I also attempted to split the data, but unfortunately, my efforts were unsuccessful. I provided the page URL in case you would like to investigate further.

Answer №1

If you're up for a bit of data exploration, one approach could be to utilize the read_html function in pandas.

By using pandas' read_html function, you can extract all html tables from a webpage and convert them into an array of pandas dataframes.

The following code snippet fetches all 82 table elements from the provided URL:

import pandas as pd
import requests

url = "https://www.redbook.com.au/cars/details/2019-honda-civic-50-years-edition-auto-my19/SPOT-ITM-524208/"

#Adding a user-agent header to prevent 403 forbidden error
header = {
        "User-Agent": "Mozilla/5.0 (X11; Linux x86_64) AppleWebKit/537.36 (KHTML, like Gecko) Chrome/50.0.2661.75 Safari/537.36",
        "X-Requested-With": "XMLHttpRequest"
        }

resp = requests.get(url, headers=header)

table_dataframes = pd.read_html(resp.text)


for i, df in enumerate(table_dataframes):
    print(f"================Table {i}=================\n")
    print(df)

This script will display all 82 tables found on the webpage. However, it requires manual identification and manipulation of the desired table, which appears to be either table 71 or table 74 based on your request.

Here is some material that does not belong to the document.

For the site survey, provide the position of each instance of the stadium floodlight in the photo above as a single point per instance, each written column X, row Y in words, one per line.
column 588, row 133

To automate this process, additional logic would need to be implemented.

Answer №2

Working with the tables in question can be a bit tricky due to their nested structure. I utilized a CSS selector

table:has(td:contains("Rim Material")):has(table) tr:not(:has(tr))
to target the first table, and the same selector with the text "Steering" to target the second table:

from bs4 import BeautifulSoup
import requests

url = 'https://www.redbook.com.au/cars/details/2019-honda-civic-50-years-edition-auto-my19/SPOT-ITM-524208/'

headers = {'User-Agent':'Mozilla/5.0'}
soup = BeautifulSoup(requests.get(url, headers=headers).text, 'lxml')

rows = []
for tr in soup.select('table:has(td:contains("Rim Material")):has(table) tr:not(:has(tr)), table:has(td:contains("Steering")):has(table) tr:not(:has(tr))'):
    rows.append([td.get_text(strip=True) for td in tr.select('td')])

for label, text in rows:
    print('{: <30}: {}'.format(label, text))

This will output:

Steering                      : Rack and Pinion
Rim Material                  : Alloy
Front Tyre Description        : 215/55 R16
Front Rim Description         : 16x7.0
Rear Tyre Description         : 215/55 R16
Rear Rim Description          : 16x7.0

Note: To extract data from multiple URLs, you can use the following script:

from bs4 import BeautifulSoup
import requests

headers = {'User-Agent':'Mozilla/5.0'}

urls = ['https://www.redbook.com.au/cars/details/2019-honda-civic-50-years-edition-auto-my19/SPOT-ITM-524208/',
        'https://www.redbook.com.au/cars/details/2019-genesis-g80-38-ultimate-auto-my19/SPOT-ITM-520697/']

for url in urls:
    soup = BeautifulSoup(requests.get(url, headers=headers).text, 'lxml')

    rows = []
    for tr in soup.select('table:has(td:contains("Rim Material")):has(table) tr:not(:has(tr)), table:has(td:contains("Steering")):has(table) tr:not(:has(tr))'):
        rows.append([td.get_text(strip=True) for td in tr.select('td')])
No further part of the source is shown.